Prime Minister Scott Morrison says the unemployment rate will not necessarily rise after JobKeeper ends.
“In less than a year the number of people employed is now greater today than it was when the pandemic hit this country,” he told parliament during the week.
Mr Frydenberg says while the nation has not yet emerged from the pandemic, the economic recovery has been stronger than almost anywhere else in the world.
“Our Economic Recovery Plan will continue to support the economy through measures such as tax cuts, business incentives, the JobMaker Hiring Credit and a record investment in skills and training,” he said.
Head of Investment Strategy and Chief Economist at AMP Capital Shane Oliver told SBS News he believes the “timing is right” to bring JobKeeper to an end.
“We have seen pretty good recovery. If we hadn’t seen the economic recovery, then I’d be a lot more concerned,” he said.
“JobKeeper was always an emergency program to help the economy through the lockdown until we’re able to reopen again and it’s done its job. It’s protected incomes, it’s protected jobs, it’s protected businesses and now is the time to bring it to an end.”
Calls for targeted help
But Mr Oliver joins other experts in calling for more targeted assistance now JobKeeper has ceased.

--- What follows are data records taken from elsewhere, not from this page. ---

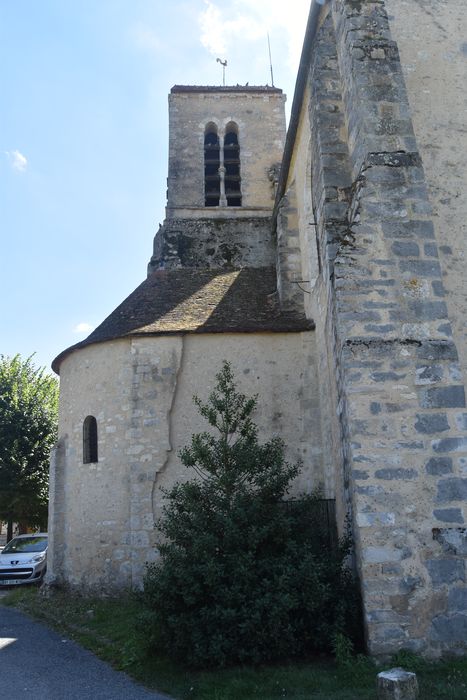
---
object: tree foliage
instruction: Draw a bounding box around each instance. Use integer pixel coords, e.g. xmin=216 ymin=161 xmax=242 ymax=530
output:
xmin=143 ymin=363 xmax=354 ymax=667
xmin=0 ymin=355 xmax=58 ymax=526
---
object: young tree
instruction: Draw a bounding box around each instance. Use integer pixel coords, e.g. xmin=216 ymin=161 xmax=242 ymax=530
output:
xmin=0 ymin=355 xmax=58 ymax=539
xmin=143 ymin=362 xmax=351 ymax=666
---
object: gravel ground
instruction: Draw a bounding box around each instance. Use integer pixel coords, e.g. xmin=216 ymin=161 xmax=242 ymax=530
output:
xmin=0 ymin=604 xmax=174 ymax=700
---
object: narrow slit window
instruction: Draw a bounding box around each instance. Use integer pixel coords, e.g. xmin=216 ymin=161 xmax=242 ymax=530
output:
xmin=204 ymin=125 xmax=221 ymax=207
xmin=224 ymin=124 xmax=242 ymax=207
xmin=83 ymin=416 xmax=98 ymax=464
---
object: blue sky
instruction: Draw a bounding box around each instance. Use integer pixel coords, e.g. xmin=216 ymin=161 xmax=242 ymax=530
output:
xmin=0 ymin=0 xmax=309 ymax=374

“JobKeeper was a catch-all for businesses and it was appropriate a year ago and it’s done a fantastic job. But by the same token we’re now in a situation where the problem parts of the economy are specific sectors, particularly the travel sector and services, particularly in city CBDs.
“So I think these ongoing support should really be more targeted.”
The danger in continuing JobKeeper indefinitely is that it results in “zombie jobs and stops the economy recovering”, Mr Oliver said.
“The reality is a lot of the jobs have moved away from inner city areas and CBDs out to the suburbs because we’ve got more people working at home. That’s likely to be a long-term phenomenon, but if we keep subsidising jobs in the CBDs, that will stop the adjustment in the economy and stop those jobs moving out to the suburbs.”
Labor leader Anthony Albanese says while JobKeeper must come to an end at some point, it has said it is “unwise” to withdraw support from industries and businesses still impacted by the pandemic.
“While some businesses that have JobKeeper have continued to do well and have increased their profits over the last year, a range of businesses have not had that support and have seen massive downturns in their turnover,” he told the media on Sunday.
Mr Albanese says targeted support would continue to provide businesses and people the help they need.
“Two million Australians are either unemployed or want additional hours but there are many more Australians out of work than there are vacancies,” he said.
For operators like Mr Saunders at Global Ballooning Australia, his business will remain in crisis mode until the international borders are able to reopen.
He says he feels the government should “drill down into businesses” that still need help and “offer assistance in some form”.
“We have supported the Australian visitor economy and supported the Australian workforce by being able to employ people within this industry,” he said.
“The people in this industry are very passionate about what they do.
“It’s very distressing to see the pain points around people who have had to either shut up their business or move to other employment when this is the life that they have set up for themselves.”